The Changing Iconography of Father Time

  • S. Macey


Though Saturn-Cronus, as Panofsky suggested in 1939, is the single most important influence on the Father Time of the Western World, the two have been very differently represented. They seem to have little more than age in common, and this impression is strengthened when we consider their natures. The accretions and metamorphoses — as benevolence, nudity, forelock, wings, hourglass, and scythe — which gave to Saturn the symbols that we have come to associate with Father Time are traced through a number of works including the illustrators of Petrarch, the emblem books, and Hogarth.

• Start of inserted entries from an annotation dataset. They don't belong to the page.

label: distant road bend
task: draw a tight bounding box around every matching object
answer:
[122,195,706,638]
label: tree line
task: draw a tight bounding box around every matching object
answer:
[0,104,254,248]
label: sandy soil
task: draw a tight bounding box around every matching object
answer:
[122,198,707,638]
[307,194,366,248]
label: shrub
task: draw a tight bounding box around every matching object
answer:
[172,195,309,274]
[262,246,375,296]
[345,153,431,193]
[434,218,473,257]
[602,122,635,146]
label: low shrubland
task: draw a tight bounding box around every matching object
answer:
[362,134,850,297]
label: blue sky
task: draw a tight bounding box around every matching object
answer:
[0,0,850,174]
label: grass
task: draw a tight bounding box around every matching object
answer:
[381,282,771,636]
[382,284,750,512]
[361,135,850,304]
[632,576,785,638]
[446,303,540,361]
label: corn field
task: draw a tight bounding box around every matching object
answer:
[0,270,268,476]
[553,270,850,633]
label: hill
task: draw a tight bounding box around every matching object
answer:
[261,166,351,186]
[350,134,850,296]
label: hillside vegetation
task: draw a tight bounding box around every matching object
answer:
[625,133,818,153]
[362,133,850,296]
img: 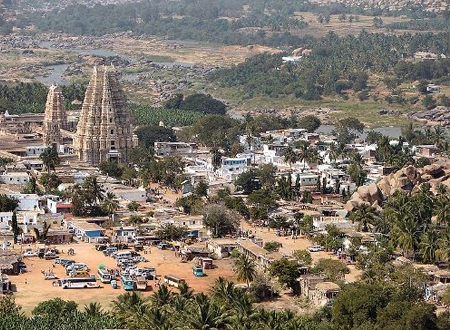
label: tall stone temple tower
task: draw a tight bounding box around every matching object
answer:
[44,85,67,150]
[74,66,137,165]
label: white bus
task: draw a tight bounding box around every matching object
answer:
[58,275,100,289]
[164,275,186,288]
[97,268,115,283]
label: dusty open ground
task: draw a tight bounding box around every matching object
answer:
[10,220,359,313]
[10,243,234,313]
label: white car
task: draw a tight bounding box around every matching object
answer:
[308,245,322,252]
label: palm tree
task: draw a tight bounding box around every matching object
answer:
[349,204,378,231]
[434,195,450,226]
[150,284,173,307]
[140,307,172,330]
[178,282,194,300]
[112,292,148,323]
[84,302,104,316]
[39,147,60,175]
[420,228,439,263]
[436,230,450,260]
[234,254,256,287]
[283,147,299,172]
[392,212,422,258]
[211,276,236,305]
[182,293,230,330]
[102,191,119,220]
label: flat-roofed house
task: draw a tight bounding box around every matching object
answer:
[206,238,238,259]
[236,240,284,267]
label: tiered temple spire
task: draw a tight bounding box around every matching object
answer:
[44,85,67,150]
[74,66,137,165]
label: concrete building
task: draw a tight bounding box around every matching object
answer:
[0,171,30,186]
[206,238,238,259]
[25,146,48,156]
[7,194,40,211]
[154,142,197,156]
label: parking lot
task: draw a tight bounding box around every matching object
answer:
[10,243,235,313]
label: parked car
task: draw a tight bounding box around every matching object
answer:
[61,259,76,268]
[308,245,322,252]
[156,242,172,250]
[23,250,37,257]
[55,258,70,265]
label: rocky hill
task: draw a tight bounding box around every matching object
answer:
[345,163,450,211]
[310,0,450,12]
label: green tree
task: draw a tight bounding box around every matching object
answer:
[11,211,20,244]
[203,204,239,238]
[127,201,141,212]
[233,254,256,288]
[311,259,350,282]
[194,180,209,197]
[102,191,120,219]
[39,147,60,174]
[98,161,124,178]
[155,223,189,241]
[134,125,177,149]
[31,298,78,319]
[269,258,300,294]
[0,194,19,212]
[298,115,322,133]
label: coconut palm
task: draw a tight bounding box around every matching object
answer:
[211,277,236,305]
[150,284,173,307]
[434,195,450,226]
[102,191,119,220]
[436,230,450,260]
[140,307,172,330]
[349,204,378,231]
[283,147,299,172]
[178,282,194,300]
[234,254,256,287]
[392,213,422,258]
[112,292,148,322]
[182,293,231,330]
[420,228,439,263]
[84,302,105,316]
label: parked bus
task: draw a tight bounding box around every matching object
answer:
[120,275,136,291]
[97,268,113,283]
[58,275,99,289]
[192,266,205,277]
[164,275,186,288]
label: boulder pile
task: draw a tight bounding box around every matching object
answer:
[345,164,450,211]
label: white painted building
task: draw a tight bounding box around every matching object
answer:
[263,143,287,163]
[0,171,30,186]
[291,172,319,187]
[25,146,48,156]
[8,194,40,211]
[0,212,13,227]
[112,188,147,202]
[217,157,251,180]
[154,142,197,156]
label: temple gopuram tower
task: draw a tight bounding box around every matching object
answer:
[44,85,67,150]
[74,66,137,165]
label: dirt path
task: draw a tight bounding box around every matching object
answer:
[10,243,235,314]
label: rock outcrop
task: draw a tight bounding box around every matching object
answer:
[345,164,450,211]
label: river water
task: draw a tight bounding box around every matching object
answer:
[35,41,410,139]
[35,41,194,86]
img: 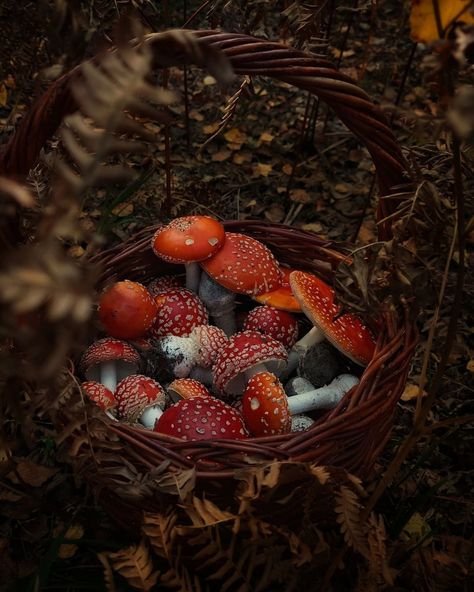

The change that we are tracing is from a Saturn who had castrated his father and devoured his own children — the saturnine and even malevolent patron of cripples and criminals — to a Father Time who by the sixteenth century was frequently depicted as the benevolent father of Truth. Among other developments, Father Time, who had earlier taken over the symbols of Death, stands back aghast from him by the time of Quarles’ Hieroglyphikes (1638). In Hogarth’s last work Tailpiece, or the Bathos (1764), Time — now more sinned against than sinning — expires surrounded by his broken symbols.

Though Father Time did not die (Cupid and he are the only characters from the old emblem books that survive), he is today a very different figure from that depicted in the earlier illustrations. The main purpose of my essay has been to delineate the changing iconography of Father Time, while a subsidiary purpose has been to relate this to important developments in technology and society.